I bathe her gently, touching her only where necessary. She doesn't flinch. She doesn't cry. She doesn't even shiver. She has transcended pain. Or maybe she has fallen so deep into it, she can no longer find her way back.

When she’s clean, I dry her with the softest towel money can buy, then massage rose oil into her skin, careful, mechanical, distant. I wrap her in a silk robe that costs more than the life she had before this place swallowed her.

She doesn’t resist.

She doesn’t live.

She exists.

That's all we’re allowed to do here.

We walk back upstairs together, our steps silent and synchronized like two ghosts. As we pass the pool area, something catches my eye—a scuff mark on the marble, a crack in the perfection Boaz worships so obsessively.

I know what caused it.

Him.

Earlier tonight, I'd hidden behind one of the ornate pillars and watched it unfold.

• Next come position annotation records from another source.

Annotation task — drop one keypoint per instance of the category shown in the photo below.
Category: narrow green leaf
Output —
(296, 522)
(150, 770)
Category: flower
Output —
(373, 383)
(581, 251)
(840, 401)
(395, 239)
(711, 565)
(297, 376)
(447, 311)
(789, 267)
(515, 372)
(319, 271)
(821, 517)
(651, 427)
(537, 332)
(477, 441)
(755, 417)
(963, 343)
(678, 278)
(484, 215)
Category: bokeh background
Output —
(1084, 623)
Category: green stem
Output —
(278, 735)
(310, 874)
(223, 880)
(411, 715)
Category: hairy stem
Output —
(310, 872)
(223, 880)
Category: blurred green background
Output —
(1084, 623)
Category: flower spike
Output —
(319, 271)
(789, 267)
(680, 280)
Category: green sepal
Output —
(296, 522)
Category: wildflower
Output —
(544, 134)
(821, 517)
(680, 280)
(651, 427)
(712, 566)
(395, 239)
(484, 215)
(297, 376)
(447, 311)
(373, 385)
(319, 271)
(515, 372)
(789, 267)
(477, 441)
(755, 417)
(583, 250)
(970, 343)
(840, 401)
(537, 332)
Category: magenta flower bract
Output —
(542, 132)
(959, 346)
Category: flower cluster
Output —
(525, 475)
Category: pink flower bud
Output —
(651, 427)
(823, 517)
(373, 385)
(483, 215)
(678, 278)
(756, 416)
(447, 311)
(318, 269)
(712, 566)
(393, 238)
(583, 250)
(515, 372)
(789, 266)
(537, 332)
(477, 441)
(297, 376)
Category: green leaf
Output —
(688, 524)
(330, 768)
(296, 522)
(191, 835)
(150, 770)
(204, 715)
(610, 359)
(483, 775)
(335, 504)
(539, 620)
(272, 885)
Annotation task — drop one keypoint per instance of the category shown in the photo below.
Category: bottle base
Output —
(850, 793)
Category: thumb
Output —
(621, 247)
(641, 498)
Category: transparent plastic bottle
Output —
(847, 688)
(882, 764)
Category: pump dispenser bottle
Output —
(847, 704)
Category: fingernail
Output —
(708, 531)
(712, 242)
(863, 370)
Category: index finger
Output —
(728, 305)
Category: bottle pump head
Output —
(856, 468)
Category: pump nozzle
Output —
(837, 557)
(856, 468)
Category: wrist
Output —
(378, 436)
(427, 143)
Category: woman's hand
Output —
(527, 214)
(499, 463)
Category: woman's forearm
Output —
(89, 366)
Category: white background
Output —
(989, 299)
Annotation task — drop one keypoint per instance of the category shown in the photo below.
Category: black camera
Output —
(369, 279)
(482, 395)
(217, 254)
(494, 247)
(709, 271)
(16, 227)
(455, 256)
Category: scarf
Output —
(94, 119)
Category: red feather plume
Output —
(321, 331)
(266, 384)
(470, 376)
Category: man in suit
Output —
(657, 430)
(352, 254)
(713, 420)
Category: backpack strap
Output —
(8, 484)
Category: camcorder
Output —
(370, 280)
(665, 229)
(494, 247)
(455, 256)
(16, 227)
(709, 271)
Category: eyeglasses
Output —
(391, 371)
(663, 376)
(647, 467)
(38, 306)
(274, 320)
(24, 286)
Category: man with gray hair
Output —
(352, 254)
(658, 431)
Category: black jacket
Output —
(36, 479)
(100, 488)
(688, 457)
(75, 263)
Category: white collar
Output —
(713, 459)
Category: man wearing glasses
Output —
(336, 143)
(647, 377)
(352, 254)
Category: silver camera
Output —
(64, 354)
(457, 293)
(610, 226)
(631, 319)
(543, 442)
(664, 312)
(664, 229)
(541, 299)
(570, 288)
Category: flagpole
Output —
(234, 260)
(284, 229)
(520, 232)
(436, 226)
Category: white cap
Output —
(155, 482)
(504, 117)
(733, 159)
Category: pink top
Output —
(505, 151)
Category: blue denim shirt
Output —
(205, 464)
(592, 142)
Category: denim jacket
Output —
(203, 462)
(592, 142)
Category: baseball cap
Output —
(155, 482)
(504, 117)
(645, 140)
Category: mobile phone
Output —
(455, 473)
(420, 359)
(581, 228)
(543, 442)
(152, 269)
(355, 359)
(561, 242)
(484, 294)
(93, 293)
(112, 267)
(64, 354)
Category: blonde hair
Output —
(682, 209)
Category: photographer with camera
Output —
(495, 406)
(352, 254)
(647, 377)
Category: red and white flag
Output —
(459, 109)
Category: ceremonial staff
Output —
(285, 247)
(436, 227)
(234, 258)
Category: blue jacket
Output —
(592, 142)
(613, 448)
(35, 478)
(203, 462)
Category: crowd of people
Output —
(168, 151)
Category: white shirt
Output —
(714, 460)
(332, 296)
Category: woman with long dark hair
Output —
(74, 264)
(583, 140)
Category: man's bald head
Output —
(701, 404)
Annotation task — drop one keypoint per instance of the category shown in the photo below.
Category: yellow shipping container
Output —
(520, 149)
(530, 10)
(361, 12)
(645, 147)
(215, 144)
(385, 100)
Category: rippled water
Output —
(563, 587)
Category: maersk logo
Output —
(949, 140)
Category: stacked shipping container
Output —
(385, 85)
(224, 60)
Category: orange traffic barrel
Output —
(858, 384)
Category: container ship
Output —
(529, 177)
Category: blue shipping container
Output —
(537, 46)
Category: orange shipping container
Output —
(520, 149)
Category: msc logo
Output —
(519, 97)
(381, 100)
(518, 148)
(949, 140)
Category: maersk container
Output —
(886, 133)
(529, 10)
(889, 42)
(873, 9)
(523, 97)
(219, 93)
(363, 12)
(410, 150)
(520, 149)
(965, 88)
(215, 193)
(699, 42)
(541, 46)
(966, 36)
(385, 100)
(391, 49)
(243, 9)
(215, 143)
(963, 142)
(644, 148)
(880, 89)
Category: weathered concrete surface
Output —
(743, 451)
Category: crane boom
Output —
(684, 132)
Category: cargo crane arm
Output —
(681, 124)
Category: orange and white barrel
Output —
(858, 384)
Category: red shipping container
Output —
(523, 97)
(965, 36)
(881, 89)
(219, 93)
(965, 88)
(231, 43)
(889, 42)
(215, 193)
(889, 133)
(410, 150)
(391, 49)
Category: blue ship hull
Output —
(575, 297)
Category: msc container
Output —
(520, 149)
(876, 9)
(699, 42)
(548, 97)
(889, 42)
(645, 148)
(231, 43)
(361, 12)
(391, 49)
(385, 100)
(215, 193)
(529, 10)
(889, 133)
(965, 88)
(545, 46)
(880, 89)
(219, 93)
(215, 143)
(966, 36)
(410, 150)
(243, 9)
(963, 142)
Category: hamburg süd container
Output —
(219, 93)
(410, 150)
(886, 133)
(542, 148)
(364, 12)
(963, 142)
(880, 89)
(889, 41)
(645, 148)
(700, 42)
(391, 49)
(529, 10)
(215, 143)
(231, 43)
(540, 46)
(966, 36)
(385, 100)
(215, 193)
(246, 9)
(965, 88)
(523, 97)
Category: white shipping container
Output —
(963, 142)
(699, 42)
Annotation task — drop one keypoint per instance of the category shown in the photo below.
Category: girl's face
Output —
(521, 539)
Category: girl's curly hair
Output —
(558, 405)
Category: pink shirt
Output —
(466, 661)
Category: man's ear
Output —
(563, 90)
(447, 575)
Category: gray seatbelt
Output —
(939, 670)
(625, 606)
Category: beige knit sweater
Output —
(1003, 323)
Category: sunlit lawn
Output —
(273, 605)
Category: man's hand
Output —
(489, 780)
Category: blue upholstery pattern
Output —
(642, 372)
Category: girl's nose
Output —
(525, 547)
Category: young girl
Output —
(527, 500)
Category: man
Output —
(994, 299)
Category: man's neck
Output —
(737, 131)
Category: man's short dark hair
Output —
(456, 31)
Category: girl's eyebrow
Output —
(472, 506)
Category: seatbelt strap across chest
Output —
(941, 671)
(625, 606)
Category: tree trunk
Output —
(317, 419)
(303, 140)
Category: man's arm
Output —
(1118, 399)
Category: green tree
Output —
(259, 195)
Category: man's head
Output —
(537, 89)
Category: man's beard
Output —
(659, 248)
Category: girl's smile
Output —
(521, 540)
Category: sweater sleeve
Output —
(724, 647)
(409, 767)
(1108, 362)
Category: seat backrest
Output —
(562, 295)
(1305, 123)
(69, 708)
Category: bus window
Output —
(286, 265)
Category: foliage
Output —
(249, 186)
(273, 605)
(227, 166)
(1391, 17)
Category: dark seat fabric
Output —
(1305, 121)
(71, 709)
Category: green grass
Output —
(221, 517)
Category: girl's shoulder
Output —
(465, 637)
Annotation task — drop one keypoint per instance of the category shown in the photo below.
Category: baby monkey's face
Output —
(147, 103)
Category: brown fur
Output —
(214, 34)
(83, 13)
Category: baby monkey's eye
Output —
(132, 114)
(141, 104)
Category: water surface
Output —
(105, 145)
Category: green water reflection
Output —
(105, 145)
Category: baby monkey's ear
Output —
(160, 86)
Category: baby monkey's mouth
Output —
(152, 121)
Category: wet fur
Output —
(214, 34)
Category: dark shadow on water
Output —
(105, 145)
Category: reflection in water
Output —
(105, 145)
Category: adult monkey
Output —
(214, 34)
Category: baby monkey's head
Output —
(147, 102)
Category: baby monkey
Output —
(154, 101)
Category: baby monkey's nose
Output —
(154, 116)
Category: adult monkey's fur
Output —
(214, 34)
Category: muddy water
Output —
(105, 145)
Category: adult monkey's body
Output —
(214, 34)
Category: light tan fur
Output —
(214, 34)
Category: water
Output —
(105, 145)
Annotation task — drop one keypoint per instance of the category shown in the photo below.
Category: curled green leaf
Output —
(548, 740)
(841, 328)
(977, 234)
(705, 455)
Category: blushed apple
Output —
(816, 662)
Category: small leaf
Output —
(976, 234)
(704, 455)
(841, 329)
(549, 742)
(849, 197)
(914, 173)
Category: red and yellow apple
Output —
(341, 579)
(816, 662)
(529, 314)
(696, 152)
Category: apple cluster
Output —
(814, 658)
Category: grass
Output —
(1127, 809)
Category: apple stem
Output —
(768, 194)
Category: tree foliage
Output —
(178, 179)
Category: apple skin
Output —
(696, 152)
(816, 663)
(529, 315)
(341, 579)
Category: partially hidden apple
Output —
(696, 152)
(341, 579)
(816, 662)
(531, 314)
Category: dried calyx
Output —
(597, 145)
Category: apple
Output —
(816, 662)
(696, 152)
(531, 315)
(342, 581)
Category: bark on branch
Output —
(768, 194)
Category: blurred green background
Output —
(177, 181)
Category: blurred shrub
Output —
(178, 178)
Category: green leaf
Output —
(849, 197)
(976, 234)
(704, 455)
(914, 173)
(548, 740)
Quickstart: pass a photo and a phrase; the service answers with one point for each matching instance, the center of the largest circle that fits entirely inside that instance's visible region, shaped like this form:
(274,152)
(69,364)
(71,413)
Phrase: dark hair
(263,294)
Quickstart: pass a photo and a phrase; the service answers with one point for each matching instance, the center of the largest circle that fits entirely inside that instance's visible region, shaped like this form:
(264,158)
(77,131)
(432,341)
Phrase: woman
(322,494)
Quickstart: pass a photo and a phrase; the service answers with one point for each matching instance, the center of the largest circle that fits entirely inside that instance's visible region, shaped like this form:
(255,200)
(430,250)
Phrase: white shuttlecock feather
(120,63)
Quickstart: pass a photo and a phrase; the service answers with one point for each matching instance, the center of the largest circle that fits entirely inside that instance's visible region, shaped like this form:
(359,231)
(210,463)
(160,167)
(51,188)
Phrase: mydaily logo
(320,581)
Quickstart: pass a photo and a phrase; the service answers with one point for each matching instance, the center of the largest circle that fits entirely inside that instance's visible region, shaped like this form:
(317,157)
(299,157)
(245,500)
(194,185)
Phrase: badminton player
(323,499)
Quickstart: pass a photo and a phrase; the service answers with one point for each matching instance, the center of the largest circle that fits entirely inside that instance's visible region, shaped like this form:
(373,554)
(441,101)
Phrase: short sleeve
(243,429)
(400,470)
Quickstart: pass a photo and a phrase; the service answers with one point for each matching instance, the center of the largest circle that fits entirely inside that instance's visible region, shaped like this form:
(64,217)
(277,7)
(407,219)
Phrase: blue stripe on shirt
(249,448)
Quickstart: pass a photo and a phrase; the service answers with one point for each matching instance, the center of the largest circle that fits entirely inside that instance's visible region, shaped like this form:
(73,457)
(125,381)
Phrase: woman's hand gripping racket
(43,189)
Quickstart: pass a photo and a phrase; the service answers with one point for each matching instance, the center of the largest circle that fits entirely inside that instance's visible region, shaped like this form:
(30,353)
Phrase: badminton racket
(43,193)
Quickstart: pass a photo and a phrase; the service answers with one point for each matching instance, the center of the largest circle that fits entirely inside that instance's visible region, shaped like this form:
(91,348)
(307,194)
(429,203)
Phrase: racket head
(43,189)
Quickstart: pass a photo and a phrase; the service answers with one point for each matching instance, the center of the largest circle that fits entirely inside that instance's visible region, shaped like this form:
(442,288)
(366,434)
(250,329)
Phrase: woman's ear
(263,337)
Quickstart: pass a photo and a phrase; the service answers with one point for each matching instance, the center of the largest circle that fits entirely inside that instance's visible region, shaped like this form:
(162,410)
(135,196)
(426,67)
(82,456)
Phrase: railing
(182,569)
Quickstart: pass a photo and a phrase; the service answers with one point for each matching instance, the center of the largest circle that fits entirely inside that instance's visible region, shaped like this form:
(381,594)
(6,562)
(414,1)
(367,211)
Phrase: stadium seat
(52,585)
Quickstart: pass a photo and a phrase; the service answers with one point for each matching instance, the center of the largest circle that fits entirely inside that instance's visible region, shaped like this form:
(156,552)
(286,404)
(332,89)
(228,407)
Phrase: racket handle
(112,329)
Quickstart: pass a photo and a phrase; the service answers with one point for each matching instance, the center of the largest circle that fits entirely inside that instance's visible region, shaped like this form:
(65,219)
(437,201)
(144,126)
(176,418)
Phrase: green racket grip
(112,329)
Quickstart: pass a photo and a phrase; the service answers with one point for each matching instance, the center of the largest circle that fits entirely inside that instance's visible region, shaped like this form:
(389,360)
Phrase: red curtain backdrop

Boaz had left Riot alone at the pool, trusting his guards to keep things in order.

Avi, Boaz’s spoiled son, had slithered over—arrogant, drunk on power he hadn’t earned.

I saw Avi lean too close. Heard his laugh, oily and fake, slithering across the patio like a snake in dry grass.

And then Riot smiled—slow and dangerous—the way a wolf smiles right before it sinks its teeth into your throat.

He mouthed the bait, and Avi—stupid, greedy Avi—took it.

“Nig—”

Riot’s fist moved faster than my eyes could follow. One moment, Avi was standing. The next, he was on the marble, gasping like a landed fish, clutching at his throat.

Guns were drawn in an instant, tension thick enough to choke on. The guards barked orders. Red laser dots painted Riot’s chest.

And still—he didn’t flinch.

He just stood there.

Calm.

Untouchable.

Daring the world to try him.

And me?

I had to bite the inside of my cheek so hard it bled just to stop from laughing at Avi and gasping for Riot.

For the first time since I’d been trapped here—since Boaz stole my life and renamed me—I saw it.

That one of the Haim’s could bleed.

They could be humiliated. Challenged. Knocked to their knees by someone who didn’t worship him. Someone who looked at his empire and laughed.

Hope flickered in my chest. Tiny. Traitorous.